Welcome to the new Energy Central — same great community, now with a smoother experience. To login, use your Energy Central email and reset your password.

Moving electricity is getting more expensive

It’s never been cheaper to produce electricity in the United States. And yet, much to the chagrin of us all, utility bills keep going up. That’s because while generating power is getting less expensive, the cost of transporting that power to consumers continues to climb. These two opposing movements were summed up in a recent article at CanaryMedia.com

“Two trends are clear. First, the cost of generating power has declined significantly — from 6.8 cents per kilowatt-hour in 2010 to 4.6 cents per kWh in 2020, using 2020 inflation-adjusted figures. That’s due largely to falling natural gas prices and the growing share of power coming from wind and solar. With renewables making up the vast majority of new generation capacity, the generation share of utility costs is likely to continue declining over the coming decade. 

At the same time, the costs of the infrastructure needed to deliver power rose from 2.6cents per kilowatt-hour in 2010 to 4.3 cents per kWh in 2020 — nearly equal to the cost of generating the power itself. Delivery costs have in fact been rising steadily since 1998, according to the EIA — an outgrowth of the need for new grid infrastructure to replace aging lines and equipment and accommodate new wind and solar power farms, as well as for new technologies such as smart meters to modernize the utility system. And according to multiple studies, the U.S. will need much bigger grid investments in future years to accommodate the massive growth in renewable energy that will be required to decarbonize the power sector.”

In most parts of the country, rising infrastructure costs have outpaced savings on the generation side. This inconvenient fact should inform policy relevant to future transmission development and related issues like solar net metering.

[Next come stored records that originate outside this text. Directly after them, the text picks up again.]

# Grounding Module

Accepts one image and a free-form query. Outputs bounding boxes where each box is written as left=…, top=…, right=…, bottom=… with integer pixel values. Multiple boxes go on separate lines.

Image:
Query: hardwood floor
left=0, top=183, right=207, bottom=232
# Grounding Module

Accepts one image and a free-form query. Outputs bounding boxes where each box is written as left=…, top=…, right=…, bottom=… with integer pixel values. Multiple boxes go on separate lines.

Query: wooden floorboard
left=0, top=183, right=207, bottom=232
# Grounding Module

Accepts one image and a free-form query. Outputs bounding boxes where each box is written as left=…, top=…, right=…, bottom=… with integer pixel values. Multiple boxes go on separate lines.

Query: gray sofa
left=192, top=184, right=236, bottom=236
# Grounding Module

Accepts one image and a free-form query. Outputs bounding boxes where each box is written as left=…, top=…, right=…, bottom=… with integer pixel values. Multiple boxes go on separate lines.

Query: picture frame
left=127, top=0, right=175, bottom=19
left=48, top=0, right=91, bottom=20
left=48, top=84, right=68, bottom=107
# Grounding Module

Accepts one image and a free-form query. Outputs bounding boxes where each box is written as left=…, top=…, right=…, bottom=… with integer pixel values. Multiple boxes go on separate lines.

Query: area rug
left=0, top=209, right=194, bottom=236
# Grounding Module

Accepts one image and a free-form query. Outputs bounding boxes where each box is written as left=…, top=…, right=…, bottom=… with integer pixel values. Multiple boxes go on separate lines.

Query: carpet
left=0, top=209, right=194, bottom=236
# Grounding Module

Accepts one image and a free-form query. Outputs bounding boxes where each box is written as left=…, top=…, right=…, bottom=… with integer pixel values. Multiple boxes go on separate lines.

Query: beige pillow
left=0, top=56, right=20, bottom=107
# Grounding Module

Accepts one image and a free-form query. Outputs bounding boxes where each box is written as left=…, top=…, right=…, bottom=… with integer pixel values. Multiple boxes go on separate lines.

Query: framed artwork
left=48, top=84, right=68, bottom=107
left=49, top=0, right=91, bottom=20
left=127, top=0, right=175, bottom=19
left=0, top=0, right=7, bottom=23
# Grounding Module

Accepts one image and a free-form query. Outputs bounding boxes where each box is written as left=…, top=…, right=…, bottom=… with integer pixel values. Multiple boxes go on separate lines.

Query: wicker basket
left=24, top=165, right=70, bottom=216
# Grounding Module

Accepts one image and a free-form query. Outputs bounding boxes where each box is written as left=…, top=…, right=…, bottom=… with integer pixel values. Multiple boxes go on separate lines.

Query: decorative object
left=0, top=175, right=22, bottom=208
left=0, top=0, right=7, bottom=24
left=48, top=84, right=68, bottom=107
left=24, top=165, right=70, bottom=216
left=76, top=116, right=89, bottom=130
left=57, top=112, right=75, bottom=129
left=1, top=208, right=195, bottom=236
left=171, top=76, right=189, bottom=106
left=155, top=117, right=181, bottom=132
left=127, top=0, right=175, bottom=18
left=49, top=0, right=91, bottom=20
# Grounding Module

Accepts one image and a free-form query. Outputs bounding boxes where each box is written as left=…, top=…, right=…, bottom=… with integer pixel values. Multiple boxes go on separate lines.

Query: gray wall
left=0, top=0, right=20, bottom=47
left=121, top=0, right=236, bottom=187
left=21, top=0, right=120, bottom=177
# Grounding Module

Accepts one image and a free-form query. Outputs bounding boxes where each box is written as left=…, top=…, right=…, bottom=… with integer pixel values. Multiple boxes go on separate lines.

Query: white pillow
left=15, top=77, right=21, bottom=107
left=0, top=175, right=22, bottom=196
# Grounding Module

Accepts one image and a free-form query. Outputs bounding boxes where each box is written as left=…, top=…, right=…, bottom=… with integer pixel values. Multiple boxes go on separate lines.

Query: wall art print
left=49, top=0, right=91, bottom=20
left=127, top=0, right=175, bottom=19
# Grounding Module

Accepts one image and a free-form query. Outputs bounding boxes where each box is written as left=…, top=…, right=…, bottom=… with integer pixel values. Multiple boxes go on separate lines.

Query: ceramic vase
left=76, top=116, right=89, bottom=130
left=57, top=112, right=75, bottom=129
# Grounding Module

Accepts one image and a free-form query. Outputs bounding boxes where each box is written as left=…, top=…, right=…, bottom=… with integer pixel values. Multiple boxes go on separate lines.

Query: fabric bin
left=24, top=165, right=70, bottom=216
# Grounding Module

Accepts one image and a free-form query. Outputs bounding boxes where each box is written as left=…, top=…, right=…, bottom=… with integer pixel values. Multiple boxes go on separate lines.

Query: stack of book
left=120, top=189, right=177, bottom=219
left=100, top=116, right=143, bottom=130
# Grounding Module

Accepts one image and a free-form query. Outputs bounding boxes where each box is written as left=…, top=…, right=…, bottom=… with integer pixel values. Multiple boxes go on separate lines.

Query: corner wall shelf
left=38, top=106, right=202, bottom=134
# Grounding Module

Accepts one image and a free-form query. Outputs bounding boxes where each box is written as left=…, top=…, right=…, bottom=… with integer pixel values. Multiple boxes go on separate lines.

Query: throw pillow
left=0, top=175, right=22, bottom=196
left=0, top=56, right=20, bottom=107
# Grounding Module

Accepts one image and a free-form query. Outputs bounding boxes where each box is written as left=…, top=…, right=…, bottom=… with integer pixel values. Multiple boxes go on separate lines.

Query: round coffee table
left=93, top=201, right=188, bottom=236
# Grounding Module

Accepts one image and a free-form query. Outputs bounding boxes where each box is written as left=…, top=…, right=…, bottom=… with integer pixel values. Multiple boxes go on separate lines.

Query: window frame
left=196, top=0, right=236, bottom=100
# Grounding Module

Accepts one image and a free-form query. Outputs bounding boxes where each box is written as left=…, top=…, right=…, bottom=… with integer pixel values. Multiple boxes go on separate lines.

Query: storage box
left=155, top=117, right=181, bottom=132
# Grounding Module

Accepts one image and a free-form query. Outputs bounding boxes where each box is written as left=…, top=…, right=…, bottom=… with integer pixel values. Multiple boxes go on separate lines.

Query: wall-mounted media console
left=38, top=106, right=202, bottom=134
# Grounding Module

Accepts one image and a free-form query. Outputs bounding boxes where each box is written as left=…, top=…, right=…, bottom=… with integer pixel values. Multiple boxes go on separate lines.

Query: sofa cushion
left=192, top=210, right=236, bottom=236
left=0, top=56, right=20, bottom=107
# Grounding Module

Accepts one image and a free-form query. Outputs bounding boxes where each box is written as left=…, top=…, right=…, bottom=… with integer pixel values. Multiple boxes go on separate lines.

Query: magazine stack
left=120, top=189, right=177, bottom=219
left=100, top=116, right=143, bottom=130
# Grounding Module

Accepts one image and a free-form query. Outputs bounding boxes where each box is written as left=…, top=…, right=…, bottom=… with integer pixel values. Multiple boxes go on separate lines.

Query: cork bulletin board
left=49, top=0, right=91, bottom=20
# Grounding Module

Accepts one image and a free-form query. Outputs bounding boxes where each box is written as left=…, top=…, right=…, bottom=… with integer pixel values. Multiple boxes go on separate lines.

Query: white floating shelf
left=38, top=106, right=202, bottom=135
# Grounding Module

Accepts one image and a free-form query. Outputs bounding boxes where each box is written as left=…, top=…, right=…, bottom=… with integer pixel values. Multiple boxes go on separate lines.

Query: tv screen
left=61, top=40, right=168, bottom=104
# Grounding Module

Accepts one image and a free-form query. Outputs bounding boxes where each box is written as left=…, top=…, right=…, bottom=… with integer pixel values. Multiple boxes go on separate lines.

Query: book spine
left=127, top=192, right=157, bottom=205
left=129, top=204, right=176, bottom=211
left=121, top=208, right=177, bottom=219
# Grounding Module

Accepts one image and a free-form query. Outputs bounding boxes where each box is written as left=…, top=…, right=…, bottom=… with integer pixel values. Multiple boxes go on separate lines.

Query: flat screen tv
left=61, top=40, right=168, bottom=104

Most pressing, it would seem, is the country’s overall stagnation on transmission development. As it was pointed out in an Atlantic article last year:  “Since 2009, China has built more than 18,000 miles of ultrahigh-voltage transmission lines. The U.S. has built zero.” 

However, there have been signs over the past two years that transmission might be in for an overhaul. The Biden team has given us pretty explicit reason to believe they’re interested in transmission development. During a recent presentation of the American Society of Civil Engineer’s C- infrastructure rating last year, Secretary of Transportation Pete Buttigieg stressed the need for more investment in the country’s transportation, water and electric systems. He said he thought there was about a $2.59 trillion spending gap. Interest in transmission has also picked up in the mainstream press. After decades of articles on renewables, far off storage systems, and Greta Thunberg style heroics, big outlets have finally started to explain the grid’s bottleneck to their audiences and emphasize the need for more lines. 

It’s also possible that other changes underway in our society will take some of the burden off our power lines. While the electrification of buildings and transportation threaten to overtax our grid, some commentators predict they’ll do just the opposite. Solar powered school buses with massive batteries pumping electricity back onto the grid when they’re out of use, for example. 

Stephen Baker, co-author of Hop Skip Go: How the Mobility Revolution is Transforming our Lives (Harper Collins, 2019), had a similar message when I talked to him a couple years ago about his book. Asked what common misunderstanding he thought people had about the future of mobility and energy markets, he responded: 

"The biggest one, I’d say, is that people tend to assume that new technologies will simply follow the patterns of the old. For example, today you drive around in a gasoline-powered machine, tomorrow it will be electric, and a decade from now autonomous. But you’ll keep following the same itineraries.

This isn’t the case. In the next stage of networked mobility, transportation should be far more efficient. Most of us have cars that are only in service 5% of the time. The rest of the time they’re parked. The idea for networked (and eventually autonomous) cars is to squeeze much more production out of them, most likely as a shared resource. This could dramatically reduce our consumption of energy. Then again, if transportation is cheap and efficient, we might use it much more capriciously, perhaps sending an autonomous car across town for tacos or croissants."

Let’s hope either that the Biden administration gets something done on transmission, or that the Stephen Bakers of the world are proven right. Because the status quo can’t hold for much longer.